Andy Feith
Emily Dickinson and the Good Grey Poet
Emily Dickinson’s style of poetry is tightly structured into four-line
stanzas, whereas Whitman’s free verse has an overflowing kind of enthusiasm.
This is the most obvious way to distinguish the authors of the two sample poems;
“A Noiseless Patient Spider” is Whitman’s, and the untitled poem is Dickinson’s.
I contrast Whitman’s enthusiastic free verse to Dickinson’s control and
structure, but this ten-line snippet of a poem does follow certain rules of
symmetry. Both stanzas are comparable in terms of the lengths of their various
lines; i.e., the first line of each stanza is short and introduces the main
character of that stanza (first the spider, then “O my soul”); the following
four lines are a bit longer. Another way of describing this contrast between the
two poets’ styles is to note that Dickinson writes in the tradition of lyric
poetry, while Whitman pioneered free verse, making his own rules as he went
along. “The Noiseless Patient Spider” and “When I Heard the Learn’d Astronomer”

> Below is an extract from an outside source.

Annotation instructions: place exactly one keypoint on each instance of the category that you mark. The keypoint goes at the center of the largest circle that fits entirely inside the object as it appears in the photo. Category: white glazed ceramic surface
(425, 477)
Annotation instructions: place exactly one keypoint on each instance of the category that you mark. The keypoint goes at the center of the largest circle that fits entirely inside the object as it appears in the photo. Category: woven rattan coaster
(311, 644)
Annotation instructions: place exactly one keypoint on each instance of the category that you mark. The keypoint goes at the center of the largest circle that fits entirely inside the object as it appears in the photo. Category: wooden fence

are relatively tightly structured for Whitman; longer poems of his, like “I Sing
the Body Electric,” consist of extremely long catalogs or lists, just one item
after another. Whitman’s self-consciously stubborn insistence is that all of
these little things are worthy of notice, even celebration.

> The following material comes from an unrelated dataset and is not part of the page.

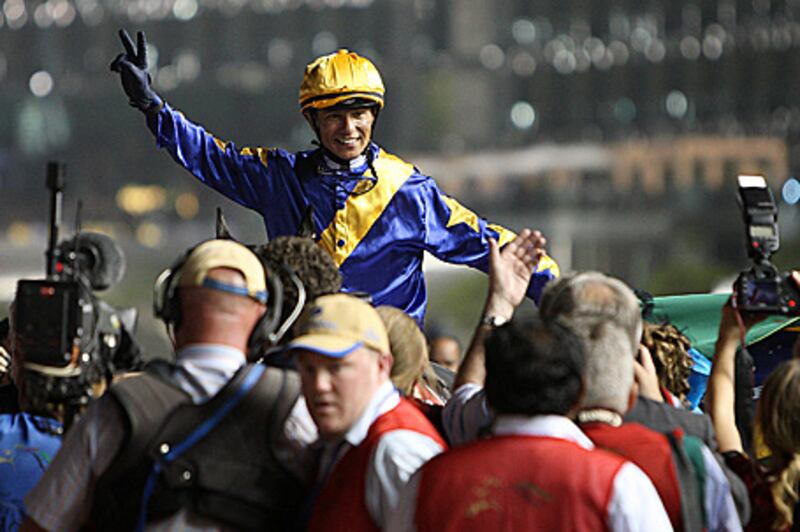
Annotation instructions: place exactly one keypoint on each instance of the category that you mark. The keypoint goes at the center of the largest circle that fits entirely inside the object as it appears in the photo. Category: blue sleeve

“A Noiseless Patient Spider” addresses the theme the Whitman style sheet
calls “shifting relations between self and other, soul and nature.” The spider
is considered first and keenly observed, with an appreciation for the delicate
labor of making the strands of a web. Whitman then turns to address his own
soul. Where the spider is “on a promontory… isolated” in the midst of “the
vacant vast surrounding,” Whitman’s soul is “surrounded, detached, in
measureless oceans of space.” Both creatures are projecting themselves outward
in some way, trying to make contact with something solid. There is a typical
grandiosity about Whitman’s description of himself here. Dickinson too likes to
address lofty or profound topics, but she is much less likely than Whitman to
focus so much attention on herself in her poems.

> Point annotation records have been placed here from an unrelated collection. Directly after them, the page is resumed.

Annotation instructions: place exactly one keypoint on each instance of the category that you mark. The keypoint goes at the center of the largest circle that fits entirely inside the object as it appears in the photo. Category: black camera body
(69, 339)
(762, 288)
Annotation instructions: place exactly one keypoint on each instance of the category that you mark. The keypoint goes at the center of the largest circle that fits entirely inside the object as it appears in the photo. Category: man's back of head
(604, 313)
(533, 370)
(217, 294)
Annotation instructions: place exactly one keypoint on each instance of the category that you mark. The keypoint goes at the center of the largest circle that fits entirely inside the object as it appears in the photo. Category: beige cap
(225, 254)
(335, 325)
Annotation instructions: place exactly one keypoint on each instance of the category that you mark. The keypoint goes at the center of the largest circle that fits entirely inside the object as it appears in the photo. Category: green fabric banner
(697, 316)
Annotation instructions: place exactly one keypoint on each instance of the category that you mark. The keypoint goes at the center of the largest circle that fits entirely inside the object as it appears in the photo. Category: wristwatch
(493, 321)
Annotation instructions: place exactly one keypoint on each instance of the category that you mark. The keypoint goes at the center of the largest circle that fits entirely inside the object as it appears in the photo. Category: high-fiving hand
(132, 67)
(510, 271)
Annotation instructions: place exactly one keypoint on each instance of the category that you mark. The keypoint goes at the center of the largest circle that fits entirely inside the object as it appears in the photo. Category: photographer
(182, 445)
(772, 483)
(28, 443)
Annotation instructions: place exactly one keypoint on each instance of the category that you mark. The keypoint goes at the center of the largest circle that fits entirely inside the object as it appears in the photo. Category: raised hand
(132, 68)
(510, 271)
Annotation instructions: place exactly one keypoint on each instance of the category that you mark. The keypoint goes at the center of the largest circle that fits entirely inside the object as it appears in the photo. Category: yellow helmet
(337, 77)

This is true of her untitled poem that begins with “There’s been a death
in the opposite house”. She has the speaker of the poem refer to himself in the
poem’s third stanza (“They wonder if It died on that,—/I used to when a boy”),
but the poem as a whole is a description of an external event, the sights and
sounds of a “country town” when there has been a death. One could imagine the
speaker of the poem composing these lines from a window looking out; in fact
this rhetorical position is typical of Dickinson, and death is one of her
favorite topics. What is unusual about this poem is its everyday-ness. Dickinson
simply writes what she sees in an unadorned fashion. In a poem like “Dare you
see a Soul at the White Heat”, by
contrast, or even “I love to see it lap the miles”, she enters the realm of the
metaphysical and describes visions appropriate to biblical prophets or dreams.
The “Forge” and the “Blacksmith” who superheats and shapes the molten “Soul” are
an entirely different subject matter than the “minister” and “milliner” of
Dickinson’s “country town.” There is an exaltation and intensity there that is
absent in “There’s been a death in the opposite house.”